En France, à un rythme quasi hebdomadaire, on a droit à des émissions ou des articles effrayants sur nos enfants intoxiqués par les écrans. Alors concentrons-nous sur une bonne nouvelle: sur les cinq dernières années, la diffusion payée du magazine J’aime lire est en augmentation, selon les chiffres de l’ACPM (l’Alliance pour les chiffres de la presse et des médias, que l’on pourrait rebaptiser «les pompes funèbres de la presse»).
On en vend environ 137.000 exemplaires par mois, contre 122.000 en 2013, et on estime qu’il passe entre les mains de deux millions et demi d’enfants par mois (chiffres Ipsos). Comment expliquer la pérennité d’un magazine s’intitulant J’aime lire et non pas J’aime appuyer sur le bouton central de la tablette?
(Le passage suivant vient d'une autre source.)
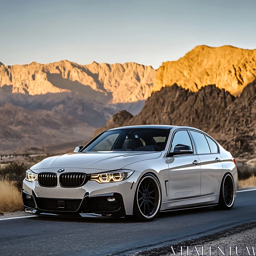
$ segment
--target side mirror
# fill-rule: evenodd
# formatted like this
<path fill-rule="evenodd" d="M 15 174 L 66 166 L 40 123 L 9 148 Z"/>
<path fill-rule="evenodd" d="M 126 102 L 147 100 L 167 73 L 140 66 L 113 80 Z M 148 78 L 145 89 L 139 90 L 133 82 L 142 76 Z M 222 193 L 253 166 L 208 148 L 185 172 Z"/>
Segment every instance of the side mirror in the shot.
<path fill-rule="evenodd" d="M 192 155 L 193 150 L 190 146 L 183 145 L 183 144 L 177 144 L 174 147 L 173 152 L 170 152 L 168 156 L 173 156 L 181 155 Z"/>
<path fill-rule="evenodd" d="M 84 148 L 84 146 L 78 146 L 78 147 L 77 147 L 75 149 L 75 150 L 74 151 L 74 153 L 77 153 L 79 152 L 81 149 Z"/>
Il y a quelques années, déjà fascinée par la permanence du succès de J’aime lire en pleine crise de la presse, j’étais allée m’incruster dans la rédac. J’avais caressé le rêve secret de découvrir que la rédaction de J’aime lire était constituée d’ivrognes renversant leur bouteille de whisky sur des piles de best of de Tom-Tom et Nana et faisant des blagues salaces sur la sexualité de Bonnemine.
Bonnemine, dont on notera que l’évolution trahit quand même un gros problème d’usage de stupéfiants.
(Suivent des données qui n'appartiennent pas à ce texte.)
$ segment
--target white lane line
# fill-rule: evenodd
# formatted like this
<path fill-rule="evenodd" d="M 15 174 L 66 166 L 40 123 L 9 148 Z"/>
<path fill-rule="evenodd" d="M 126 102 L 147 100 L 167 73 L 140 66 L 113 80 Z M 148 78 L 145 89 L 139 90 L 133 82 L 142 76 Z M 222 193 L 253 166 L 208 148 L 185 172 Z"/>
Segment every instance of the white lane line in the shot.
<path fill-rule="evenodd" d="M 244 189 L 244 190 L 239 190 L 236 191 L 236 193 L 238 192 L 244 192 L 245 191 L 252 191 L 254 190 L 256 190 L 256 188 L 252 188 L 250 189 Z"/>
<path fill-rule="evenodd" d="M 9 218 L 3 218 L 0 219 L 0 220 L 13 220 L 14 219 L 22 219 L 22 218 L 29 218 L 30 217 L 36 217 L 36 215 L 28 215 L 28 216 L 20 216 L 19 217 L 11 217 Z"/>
En réalité, il n’y a pas de journaliste à J’aime lire –peut-être la clé du succès? (Étant moi-même journaliste, j’ai de facto le droit inaliénable de me foutre de la gueule de ma profession.) La majorité des salariées et salariés de J’aime lire vient de l’édition, à l’image de la rédactrice en chef de l’époque que j’avais rencontrée, Marie Lallouet, qui avait auparavant dirigé la Bibliothèque verte et la Bibliothèque rose.
L’actuelle rédactrice en chef, Delphine Saulière, est journaliste de formation, mais elle a également écrit des livres pour enfants, comme plusieurs autres membres de l’équipe que j’avais interrogés et qui étaient eux-mêmes auteurs. Ce qui m’avait le plus frappée en leur parlant, c’est qu’ils adoraient leur boulot et n’avaient pas l’once d’une aigreur.
Pour expliquer le succès de J’aime lire, il y a évidemment la qualité des histoires et des dessins sélectionnés par le comité de lecture. Les histoires sont testées auprès de certaines classes, des orthophonistes sont consultés, le rapport texte/image est extrêmement réfléchi et la narration sait toujours jouer avec le suspens, pour prendre à rebours les enfants.
Bien sûr, il y a le succès des BD. Il est remarquable que la disparition de Tom-Tom et Nana n’ait pas entraîné de chute des ventes –mais Ariol, leur remplaçant, est tout aussi impeccable.
Et puis, il y a l’aspect incontournable. Rappelez-vous, 137.000 exemplaires, plus de deux millions de lecteurs et lectrices. Comment se fait-ce? Parce qu’une classe de primaire digne de ce nom ne peut pas ne pas avoir des J’aime lire dans son coin lecture. Idem pour les bibliothèques. Le titre a réussi à se placer comme une référence dans l’apprentissage de la lecture, tout en respectant le travail de l’école. Dans le dépliant J’aime lire 10 conseils pour un CP réussi, on trouve ce conseil à l’intention des parents: «Faire confiance à l’enseignant». J’aime lire collabore avec l’Éducation Nationale sans prétendre lui faire concurrence.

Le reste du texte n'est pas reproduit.